Variable Default Description
CONNECTOR_ENABLED true Enable/disable the connector scheduler
CONNECTOR_MAX_CONCURRENT_SYNCS 3 Max connectors syncing simultaneously (1-20)
CONNECTOR_MAX_PAGES_PER_SYNC 200 Max list pages fetched per sync
CONNECTOR_MAX_DOCUMENTS_PER_SYNC 5000 Max documents ingested per sync
CONNECTOR_FETCH_BATCH_SIZE 50 Documents fetched per batch (1-200)
CONNECTOR_REQUEST_TIMEOUT_SECS 30 HTTP timeout for individual connector requests (5-300 seconds)
CONNECTOR_SYNC_TIMEOUT_SECS 3600 Overall sync timeout per connector (60-7200 seconds)
CONNECTOR_MAX_RESPONSE_BYTES 10485760 Max response body size from connector (10 MB)
CONNECTOR_CIRCUIT_BREAKER_THRESHOLD 5 Consecutive failures before auto-disabling a connector
CONNECTOR_ALLOW_INTERNAL false Allow connector URLs on private/internal IP addresses. Not recommended for production.
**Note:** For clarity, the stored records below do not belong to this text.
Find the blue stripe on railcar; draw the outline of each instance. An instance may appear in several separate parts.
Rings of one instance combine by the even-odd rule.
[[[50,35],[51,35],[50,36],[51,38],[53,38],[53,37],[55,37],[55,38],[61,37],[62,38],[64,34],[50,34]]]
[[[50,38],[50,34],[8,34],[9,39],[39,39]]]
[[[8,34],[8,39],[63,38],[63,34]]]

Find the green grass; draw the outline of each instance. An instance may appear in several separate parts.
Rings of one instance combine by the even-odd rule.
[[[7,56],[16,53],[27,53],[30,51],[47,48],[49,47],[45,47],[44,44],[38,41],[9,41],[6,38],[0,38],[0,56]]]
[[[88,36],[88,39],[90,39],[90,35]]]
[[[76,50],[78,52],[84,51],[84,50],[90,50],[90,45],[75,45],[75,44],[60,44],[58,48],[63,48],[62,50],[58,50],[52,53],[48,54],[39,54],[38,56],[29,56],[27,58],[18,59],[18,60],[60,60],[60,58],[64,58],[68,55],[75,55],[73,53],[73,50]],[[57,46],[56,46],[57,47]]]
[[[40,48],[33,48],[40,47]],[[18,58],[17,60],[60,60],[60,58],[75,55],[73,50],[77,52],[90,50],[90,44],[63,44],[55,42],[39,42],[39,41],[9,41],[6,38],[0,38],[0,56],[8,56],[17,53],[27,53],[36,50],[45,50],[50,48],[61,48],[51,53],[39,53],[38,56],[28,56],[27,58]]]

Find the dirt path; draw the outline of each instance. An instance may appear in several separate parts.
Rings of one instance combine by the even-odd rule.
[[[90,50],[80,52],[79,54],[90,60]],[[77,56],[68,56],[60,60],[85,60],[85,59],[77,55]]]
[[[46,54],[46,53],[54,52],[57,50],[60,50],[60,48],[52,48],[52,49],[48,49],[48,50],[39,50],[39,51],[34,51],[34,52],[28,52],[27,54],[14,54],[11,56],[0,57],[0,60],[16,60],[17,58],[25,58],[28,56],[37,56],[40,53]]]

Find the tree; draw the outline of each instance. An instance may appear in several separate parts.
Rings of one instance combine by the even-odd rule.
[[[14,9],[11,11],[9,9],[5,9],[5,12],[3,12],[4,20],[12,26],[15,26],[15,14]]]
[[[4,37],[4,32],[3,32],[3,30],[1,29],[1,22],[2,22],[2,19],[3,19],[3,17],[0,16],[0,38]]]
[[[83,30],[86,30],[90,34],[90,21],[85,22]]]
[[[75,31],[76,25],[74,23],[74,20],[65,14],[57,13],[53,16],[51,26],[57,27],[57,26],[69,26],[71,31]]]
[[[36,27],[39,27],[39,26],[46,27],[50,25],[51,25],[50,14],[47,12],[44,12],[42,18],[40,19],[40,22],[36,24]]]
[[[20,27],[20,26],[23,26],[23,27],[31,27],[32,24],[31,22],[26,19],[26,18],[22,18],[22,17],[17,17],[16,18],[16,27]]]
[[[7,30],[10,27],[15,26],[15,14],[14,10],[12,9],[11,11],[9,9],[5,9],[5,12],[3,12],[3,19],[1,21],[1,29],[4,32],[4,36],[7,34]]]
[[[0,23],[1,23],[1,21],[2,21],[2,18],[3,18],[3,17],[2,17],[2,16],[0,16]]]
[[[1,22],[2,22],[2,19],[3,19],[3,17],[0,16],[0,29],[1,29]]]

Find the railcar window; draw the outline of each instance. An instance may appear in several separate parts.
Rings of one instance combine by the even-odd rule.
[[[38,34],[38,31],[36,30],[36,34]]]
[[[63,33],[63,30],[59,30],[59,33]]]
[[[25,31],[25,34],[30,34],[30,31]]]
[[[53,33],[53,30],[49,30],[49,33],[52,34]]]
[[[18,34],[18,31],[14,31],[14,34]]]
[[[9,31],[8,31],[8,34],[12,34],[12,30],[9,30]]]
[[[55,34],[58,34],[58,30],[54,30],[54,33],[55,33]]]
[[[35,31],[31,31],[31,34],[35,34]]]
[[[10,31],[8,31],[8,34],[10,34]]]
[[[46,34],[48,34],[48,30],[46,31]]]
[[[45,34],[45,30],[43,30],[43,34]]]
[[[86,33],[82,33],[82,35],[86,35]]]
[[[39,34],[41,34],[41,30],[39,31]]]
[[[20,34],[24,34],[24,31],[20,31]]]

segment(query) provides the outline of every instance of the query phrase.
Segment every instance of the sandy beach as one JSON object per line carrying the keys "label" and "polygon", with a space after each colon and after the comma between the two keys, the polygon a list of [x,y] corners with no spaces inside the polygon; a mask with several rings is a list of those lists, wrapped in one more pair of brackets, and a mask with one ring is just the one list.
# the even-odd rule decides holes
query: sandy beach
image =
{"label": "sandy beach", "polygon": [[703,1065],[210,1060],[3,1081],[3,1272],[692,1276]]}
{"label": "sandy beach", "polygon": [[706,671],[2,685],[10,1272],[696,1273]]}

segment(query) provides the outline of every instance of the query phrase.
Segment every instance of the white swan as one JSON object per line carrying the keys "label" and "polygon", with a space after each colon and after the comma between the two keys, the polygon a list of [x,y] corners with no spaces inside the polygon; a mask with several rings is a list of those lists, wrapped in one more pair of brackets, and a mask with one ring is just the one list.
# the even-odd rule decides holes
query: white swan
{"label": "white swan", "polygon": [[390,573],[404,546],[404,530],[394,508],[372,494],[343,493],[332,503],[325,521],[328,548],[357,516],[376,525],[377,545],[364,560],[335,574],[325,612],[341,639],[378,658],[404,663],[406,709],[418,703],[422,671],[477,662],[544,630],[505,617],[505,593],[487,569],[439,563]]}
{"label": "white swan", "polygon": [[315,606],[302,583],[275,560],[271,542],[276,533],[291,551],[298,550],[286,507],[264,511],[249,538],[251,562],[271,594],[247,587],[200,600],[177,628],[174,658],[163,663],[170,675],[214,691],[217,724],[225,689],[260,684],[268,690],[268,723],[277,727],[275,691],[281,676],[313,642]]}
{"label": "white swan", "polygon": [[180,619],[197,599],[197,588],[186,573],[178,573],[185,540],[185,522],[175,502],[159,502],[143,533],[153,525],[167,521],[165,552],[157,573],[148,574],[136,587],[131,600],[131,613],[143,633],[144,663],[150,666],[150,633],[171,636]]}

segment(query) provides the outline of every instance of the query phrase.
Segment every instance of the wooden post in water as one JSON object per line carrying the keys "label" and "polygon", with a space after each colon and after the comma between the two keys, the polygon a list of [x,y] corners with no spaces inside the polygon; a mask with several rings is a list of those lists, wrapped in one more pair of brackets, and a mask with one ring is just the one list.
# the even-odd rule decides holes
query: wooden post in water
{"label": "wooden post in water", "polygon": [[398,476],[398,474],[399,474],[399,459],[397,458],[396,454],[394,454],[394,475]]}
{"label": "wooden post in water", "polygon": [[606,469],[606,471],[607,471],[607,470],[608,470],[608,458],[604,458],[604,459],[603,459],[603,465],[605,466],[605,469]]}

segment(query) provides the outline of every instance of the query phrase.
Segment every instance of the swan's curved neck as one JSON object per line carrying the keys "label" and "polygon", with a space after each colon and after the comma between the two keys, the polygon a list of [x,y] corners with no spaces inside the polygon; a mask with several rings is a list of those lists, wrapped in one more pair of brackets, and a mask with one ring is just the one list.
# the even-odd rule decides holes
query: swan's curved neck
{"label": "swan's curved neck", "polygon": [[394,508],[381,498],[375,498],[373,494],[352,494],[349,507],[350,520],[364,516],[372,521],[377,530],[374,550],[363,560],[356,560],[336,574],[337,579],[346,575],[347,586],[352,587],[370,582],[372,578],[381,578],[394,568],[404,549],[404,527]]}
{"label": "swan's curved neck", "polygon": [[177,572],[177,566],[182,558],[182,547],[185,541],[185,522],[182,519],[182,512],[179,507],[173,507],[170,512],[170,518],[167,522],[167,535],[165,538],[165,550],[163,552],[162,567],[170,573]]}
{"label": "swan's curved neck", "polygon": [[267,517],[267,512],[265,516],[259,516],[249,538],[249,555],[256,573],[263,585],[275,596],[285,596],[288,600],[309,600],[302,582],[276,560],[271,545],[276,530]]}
See the API Reference — Connectors for endpoint documentation and the connector protocol spec.

Webhooks (Outbound)

Outbound webhook subscriptions let you push DocBrain events to external systems — Slack bots, CI/CD pipelines, PagerDuty, custom dashboards, etc. DocBrain signs every delivery with HMAC-SHA256, retries with exponential backoff, and automatically disables subscriptions that fail repeatedly (circuit breaker).

Variable Default Description
WEBHOOK_DELIVERY_TIMEOUT_SECONDS 10 HTTP timeout per webhook delivery attempt (1-60 seconds)
WEBHOOK_MAX_RETRIES 4 Maximum delivery attempts before giving up (1-10)
WEBHOOK_CIRCUIT_BREAKER_THRESHOLD 10 Consecutive failures before auto-disabling a subscription (3-100)
ALLOW_INTERNAL_WEBHOOKS false Allow delivery to private/internal IP addresses (10.x, 172.16.x, 192.168.x). Not recommended for production.

See the API Reference — Webhooks for endpoint documentation and event types.

Style Rules Engine

The style rules engine provides configurable linting for documentation consistency. Rules are always enabled — no opt-in required. Rules are managed via the API (CRUD + YAML import/export) and stored in PostgreSQL.

Rules are scoped either globally (space = null) or per-space. When linting, global rules apply to all content, and space-specific rules override global rules with the same (rule_type, name) key.

Five default rules are seeded on first migration:

Rule Type Default Severity
avoid-simple terminology warning
avoid-just terminology warning
max-heading-depth (H4) formatting warning
max-sentence-length (40 words) formatting info
require-intro structure warning

API endpoints: See API Reference — Style Rules Engine for full endpoint documentation.

There are no environment variables for the style rules engine — all limits are compile-time constants. Custom rules are created and managed entirely through the API.